Among those closest to my heart are issues that affect women, children, and nonhuman animals—those most vulnerable in our society whose voices are the least heard. Taking a stand on some of these is not necessarily a prescription for popularity, and as I have spoken out strongly for gay rights, women’s reproductive rights, animal welfare, and environmental integrity, I am sometimes the target of harassment and hate mail. 

Jack and Wendy, 1967
But the thing is that, once you’re equipped with the critical thinking skills a humanities education offers—once you can think and you come to see even just a little of what all there is to think about—you can’t go back.  

You won’t want to. 

Education is the most valuable and dangerous thing in the world. It equips you to see through the Bull Shit and the beautiful, the hype and the reality, the fleeting and the stuff that’s worth fighting for.  

But with that education comes the responsibility to be better, to do more, to contribute. 

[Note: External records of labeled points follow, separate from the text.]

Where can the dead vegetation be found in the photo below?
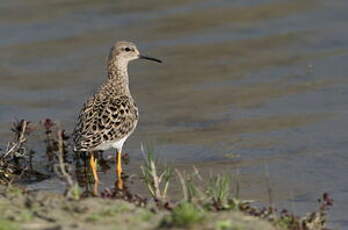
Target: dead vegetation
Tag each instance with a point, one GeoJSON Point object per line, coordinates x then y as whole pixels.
{"type": "Point", "coordinates": [200, 197]}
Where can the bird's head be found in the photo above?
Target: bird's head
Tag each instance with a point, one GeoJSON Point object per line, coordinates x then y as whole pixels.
{"type": "Point", "coordinates": [124, 51]}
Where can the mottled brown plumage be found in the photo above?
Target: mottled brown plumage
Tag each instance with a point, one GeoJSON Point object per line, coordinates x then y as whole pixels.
{"type": "Point", "coordinates": [109, 116]}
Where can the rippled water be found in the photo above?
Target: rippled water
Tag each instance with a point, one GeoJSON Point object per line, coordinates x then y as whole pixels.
{"type": "Point", "coordinates": [258, 86]}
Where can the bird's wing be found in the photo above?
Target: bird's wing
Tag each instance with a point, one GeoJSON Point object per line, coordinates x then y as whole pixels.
{"type": "Point", "coordinates": [104, 119]}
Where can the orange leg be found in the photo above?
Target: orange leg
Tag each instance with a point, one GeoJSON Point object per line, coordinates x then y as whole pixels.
{"type": "Point", "coordinates": [93, 165]}
{"type": "Point", "coordinates": [119, 182]}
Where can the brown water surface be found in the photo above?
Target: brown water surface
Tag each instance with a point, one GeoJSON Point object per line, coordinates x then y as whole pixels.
{"type": "Point", "coordinates": [255, 86]}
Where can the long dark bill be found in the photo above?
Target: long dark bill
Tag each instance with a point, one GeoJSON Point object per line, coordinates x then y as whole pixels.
{"type": "Point", "coordinates": [150, 58]}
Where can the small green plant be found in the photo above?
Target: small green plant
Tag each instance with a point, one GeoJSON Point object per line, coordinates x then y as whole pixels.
{"type": "Point", "coordinates": [156, 182]}
{"type": "Point", "coordinates": [184, 215]}
{"type": "Point", "coordinates": [8, 225]}
{"type": "Point", "coordinates": [223, 225]}
{"type": "Point", "coordinates": [219, 190]}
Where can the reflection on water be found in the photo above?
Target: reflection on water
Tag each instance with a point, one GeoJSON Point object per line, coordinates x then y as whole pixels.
{"type": "Point", "coordinates": [263, 81]}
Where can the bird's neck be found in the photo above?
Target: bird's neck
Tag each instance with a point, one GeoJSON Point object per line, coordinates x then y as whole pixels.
{"type": "Point", "coordinates": [118, 76]}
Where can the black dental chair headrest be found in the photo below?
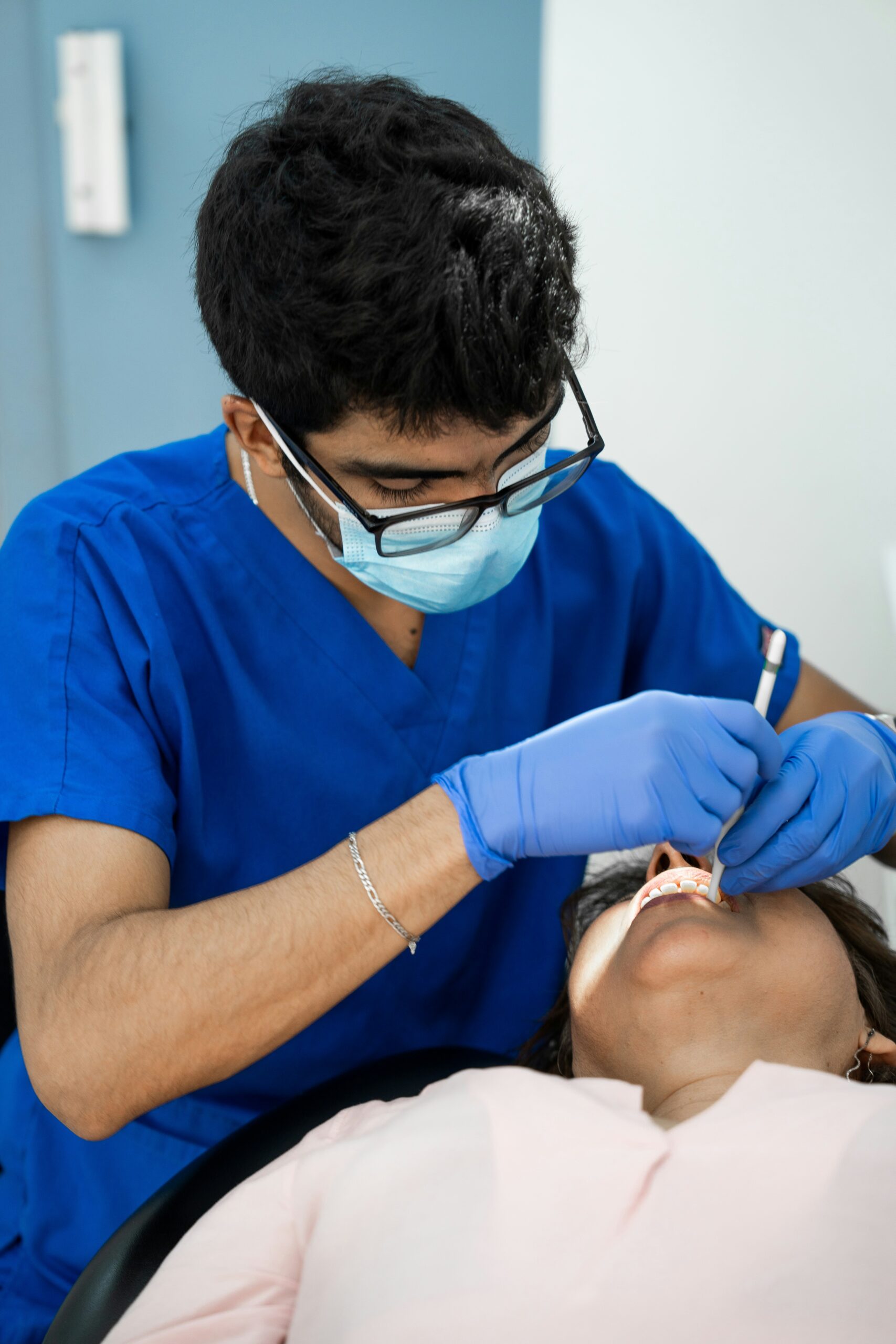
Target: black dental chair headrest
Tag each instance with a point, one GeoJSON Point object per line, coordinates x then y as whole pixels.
{"type": "Point", "coordinates": [123, 1268]}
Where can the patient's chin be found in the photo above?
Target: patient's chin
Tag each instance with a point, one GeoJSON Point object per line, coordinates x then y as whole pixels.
{"type": "Point", "coordinates": [681, 947]}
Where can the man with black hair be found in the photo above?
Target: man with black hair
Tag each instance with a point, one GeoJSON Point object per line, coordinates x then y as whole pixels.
{"type": "Point", "coordinates": [275, 701]}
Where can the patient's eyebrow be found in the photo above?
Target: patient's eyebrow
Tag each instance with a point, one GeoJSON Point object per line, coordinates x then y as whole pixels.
{"type": "Point", "coordinates": [406, 471]}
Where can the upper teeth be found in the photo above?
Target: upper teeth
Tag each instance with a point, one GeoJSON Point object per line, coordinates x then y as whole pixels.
{"type": "Point", "coordinates": [669, 889]}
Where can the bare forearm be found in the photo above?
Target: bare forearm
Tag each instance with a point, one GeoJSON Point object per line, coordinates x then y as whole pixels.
{"type": "Point", "coordinates": [157, 1003]}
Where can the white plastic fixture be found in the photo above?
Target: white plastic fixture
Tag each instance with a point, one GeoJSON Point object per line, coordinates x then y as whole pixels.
{"type": "Point", "coordinates": [92, 120]}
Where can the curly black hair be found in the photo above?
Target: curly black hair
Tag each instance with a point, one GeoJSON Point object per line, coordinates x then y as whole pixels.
{"type": "Point", "coordinates": [859, 928]}
{"type": "Point", "coordinates": [367, 246]}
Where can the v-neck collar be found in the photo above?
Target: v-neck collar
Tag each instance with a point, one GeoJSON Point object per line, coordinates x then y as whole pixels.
{"type": "Point", "coordinates": [407, 697]}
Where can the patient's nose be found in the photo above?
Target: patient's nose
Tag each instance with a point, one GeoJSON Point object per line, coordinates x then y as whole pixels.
{"type": "Point", "coordinates": [667, 857]}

No better example prepared me for this than Socrates’ “The unexamined life is not worth living,” and Marx’ “The purpose of philosophy is not merely to know the world but to change it for the better.”


These two ideas—that critical self-reflection is essential to actions we can live with, and that we have some duty to contribute—inform virtually everything I do. The most obvious of these, I suppose, is teaching—not a job as much as a privilege—no matter with what challenges my students present me. Every day, I get to “corrupt youth.” 

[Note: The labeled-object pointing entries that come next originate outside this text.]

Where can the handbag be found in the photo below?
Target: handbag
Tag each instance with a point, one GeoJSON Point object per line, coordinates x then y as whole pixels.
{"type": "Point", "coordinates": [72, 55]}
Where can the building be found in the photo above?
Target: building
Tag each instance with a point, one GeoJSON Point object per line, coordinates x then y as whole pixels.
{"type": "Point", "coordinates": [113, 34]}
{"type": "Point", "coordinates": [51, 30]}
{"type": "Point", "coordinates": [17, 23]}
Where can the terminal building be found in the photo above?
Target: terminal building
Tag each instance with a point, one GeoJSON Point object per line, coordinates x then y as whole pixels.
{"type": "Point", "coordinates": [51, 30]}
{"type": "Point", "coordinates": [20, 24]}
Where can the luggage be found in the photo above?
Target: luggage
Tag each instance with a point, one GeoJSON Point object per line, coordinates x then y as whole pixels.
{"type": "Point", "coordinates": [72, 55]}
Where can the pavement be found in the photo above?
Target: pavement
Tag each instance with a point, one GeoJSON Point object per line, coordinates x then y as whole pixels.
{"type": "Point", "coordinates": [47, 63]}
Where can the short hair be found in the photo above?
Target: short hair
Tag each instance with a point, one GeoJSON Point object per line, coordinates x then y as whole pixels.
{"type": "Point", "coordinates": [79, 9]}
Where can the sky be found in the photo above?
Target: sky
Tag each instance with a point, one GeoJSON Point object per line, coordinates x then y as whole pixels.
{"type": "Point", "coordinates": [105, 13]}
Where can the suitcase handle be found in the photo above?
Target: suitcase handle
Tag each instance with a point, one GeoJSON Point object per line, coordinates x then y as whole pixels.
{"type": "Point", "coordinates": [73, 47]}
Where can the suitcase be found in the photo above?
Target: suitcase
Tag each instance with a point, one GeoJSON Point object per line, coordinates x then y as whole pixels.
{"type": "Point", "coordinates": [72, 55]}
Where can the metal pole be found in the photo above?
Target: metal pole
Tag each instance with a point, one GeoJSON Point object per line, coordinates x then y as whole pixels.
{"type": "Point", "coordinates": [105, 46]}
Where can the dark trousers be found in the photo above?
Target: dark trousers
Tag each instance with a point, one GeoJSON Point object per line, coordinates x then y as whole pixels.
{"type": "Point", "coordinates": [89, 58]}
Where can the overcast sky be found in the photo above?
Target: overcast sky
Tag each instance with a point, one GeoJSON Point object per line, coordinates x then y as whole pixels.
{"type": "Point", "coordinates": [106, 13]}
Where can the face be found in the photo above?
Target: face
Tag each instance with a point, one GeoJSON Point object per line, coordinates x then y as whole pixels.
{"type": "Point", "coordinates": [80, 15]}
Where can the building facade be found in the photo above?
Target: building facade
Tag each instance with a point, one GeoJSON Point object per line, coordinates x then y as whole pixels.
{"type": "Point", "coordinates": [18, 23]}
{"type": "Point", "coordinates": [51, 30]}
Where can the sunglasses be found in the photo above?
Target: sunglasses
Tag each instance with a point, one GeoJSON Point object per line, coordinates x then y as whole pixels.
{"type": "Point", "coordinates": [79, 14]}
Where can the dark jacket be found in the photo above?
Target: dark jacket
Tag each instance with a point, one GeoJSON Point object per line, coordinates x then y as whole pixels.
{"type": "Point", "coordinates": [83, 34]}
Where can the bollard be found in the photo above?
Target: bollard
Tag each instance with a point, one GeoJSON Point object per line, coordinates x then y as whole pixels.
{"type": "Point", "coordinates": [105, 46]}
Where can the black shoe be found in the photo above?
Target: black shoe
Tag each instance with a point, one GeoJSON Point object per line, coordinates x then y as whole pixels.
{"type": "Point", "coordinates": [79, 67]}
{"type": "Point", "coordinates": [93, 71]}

I get to introduce dangerous ideas to young folks, and I get to challenge their assumptions. I also get to write about all the things that matter to me, a few of which even matter to other people. 

If I have any single message for you as you move forward in your own precious lives, it’s this: listen to yourselves. 

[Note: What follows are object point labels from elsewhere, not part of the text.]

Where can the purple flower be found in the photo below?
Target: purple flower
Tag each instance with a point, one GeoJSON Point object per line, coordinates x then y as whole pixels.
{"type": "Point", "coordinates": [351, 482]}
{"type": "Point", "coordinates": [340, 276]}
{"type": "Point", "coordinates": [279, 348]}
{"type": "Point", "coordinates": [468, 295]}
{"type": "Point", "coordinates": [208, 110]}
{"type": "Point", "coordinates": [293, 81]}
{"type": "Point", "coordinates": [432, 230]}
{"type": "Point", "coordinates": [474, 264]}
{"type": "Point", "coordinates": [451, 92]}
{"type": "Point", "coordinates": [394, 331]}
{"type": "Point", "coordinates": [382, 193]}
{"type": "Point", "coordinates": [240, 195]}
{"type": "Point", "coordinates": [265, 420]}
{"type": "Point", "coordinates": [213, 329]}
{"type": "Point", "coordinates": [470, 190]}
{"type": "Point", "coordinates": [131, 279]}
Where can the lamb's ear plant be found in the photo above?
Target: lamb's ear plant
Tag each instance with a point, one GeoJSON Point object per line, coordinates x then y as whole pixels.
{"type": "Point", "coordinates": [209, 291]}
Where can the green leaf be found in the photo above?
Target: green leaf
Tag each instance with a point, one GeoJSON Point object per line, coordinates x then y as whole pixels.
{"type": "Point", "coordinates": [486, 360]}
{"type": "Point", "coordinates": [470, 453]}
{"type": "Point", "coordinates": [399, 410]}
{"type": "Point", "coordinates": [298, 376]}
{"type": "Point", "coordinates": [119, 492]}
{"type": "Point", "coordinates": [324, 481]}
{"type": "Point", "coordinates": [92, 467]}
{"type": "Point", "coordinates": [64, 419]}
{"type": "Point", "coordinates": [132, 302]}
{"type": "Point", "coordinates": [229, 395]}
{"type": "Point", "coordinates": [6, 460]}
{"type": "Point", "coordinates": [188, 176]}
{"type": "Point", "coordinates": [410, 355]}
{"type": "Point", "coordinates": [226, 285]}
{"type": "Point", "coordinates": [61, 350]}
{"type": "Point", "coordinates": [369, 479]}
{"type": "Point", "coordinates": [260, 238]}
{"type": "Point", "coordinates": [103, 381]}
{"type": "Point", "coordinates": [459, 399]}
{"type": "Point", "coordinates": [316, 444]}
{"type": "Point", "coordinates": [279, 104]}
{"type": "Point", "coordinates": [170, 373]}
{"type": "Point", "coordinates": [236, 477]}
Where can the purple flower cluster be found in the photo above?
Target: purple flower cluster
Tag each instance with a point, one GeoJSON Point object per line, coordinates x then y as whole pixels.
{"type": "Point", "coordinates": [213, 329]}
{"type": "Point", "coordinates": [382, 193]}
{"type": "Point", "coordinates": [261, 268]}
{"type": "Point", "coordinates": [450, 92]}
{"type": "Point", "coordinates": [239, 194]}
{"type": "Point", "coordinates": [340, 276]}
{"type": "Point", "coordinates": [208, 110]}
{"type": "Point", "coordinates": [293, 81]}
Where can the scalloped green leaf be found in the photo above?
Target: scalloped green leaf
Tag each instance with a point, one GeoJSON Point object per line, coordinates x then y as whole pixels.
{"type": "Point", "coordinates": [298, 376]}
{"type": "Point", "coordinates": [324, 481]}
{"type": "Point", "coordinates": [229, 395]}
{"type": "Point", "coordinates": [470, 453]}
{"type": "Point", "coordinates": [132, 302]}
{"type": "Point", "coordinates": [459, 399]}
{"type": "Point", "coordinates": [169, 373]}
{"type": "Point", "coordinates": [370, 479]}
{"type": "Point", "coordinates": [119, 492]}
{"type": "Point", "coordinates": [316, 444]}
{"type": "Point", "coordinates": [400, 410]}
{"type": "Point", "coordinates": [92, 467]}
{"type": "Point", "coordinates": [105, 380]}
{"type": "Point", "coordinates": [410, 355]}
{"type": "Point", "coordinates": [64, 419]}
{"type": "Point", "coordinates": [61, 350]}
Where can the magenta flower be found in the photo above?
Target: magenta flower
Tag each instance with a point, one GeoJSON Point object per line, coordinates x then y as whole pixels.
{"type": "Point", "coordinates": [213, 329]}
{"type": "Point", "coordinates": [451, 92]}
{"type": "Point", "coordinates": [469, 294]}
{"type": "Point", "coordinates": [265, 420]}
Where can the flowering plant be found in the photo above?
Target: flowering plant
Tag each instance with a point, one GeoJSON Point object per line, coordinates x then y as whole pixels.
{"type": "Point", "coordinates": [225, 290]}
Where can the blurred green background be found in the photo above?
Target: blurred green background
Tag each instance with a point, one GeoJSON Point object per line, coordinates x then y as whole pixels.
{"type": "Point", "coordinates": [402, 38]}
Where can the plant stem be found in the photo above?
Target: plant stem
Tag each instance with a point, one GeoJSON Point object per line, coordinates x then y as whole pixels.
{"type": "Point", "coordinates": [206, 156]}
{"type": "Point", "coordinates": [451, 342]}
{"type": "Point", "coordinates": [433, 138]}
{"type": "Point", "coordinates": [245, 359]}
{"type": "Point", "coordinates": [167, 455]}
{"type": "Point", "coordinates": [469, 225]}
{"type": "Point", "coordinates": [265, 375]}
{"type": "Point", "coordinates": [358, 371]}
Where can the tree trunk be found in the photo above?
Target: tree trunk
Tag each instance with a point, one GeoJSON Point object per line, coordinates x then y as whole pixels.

Listen to the very best, foresightful versions of yourselves. Then read—everything you can. The world is messy, frustrating, contradictory—but it is never dull.  Then think. Hard.  What is your contribution? 

What do you have to say?

Thank you sincerely for having me today. I have given many speeches—but to date, this is surely the most important.

3 comments:

Tom Frost said...

When I was shoveling manure for $1. an hour in 1977 I would have envied the $2.56 an hour that you're whining about as a GOLD MINE, and I've never been a WELFARE BUM like you either, Ms. Lee. Couldn't you have at least limited your number of children to two, even just in the name of saving some of my tax dollars, if you didn't give a damn about the strain that you put on the earth's resources by doing more than your share of contributing to the population explosion?

David Koch - American Patriot said...

I support Mr Frost 100%. He was obviously severely underpaid in 1977 as he is clearly a master manure shoveler. And Mr Frost, unlike Wendy Lee, is no WELFARE BUM. As evidenced by his stylish clothing, careful grooming, Italian racing bike, and eloquent contributions to the anti-fracking efforts, Mr Frost did not need welfare to succeed in life. Thank you Mr Frost for demonstrating that careful breeding, coupled with exceptional self-discipline, is the appropriate, socially responsible strategy for upward mobility. You are inspirational and should consider motivational speaking in the state prison system.

Unknown said...

"I get to introduce dangerous ideas to young folks, and I get to challenge their assumptions. I also get to write about all the things that matter to me, a few of which even matter to other people."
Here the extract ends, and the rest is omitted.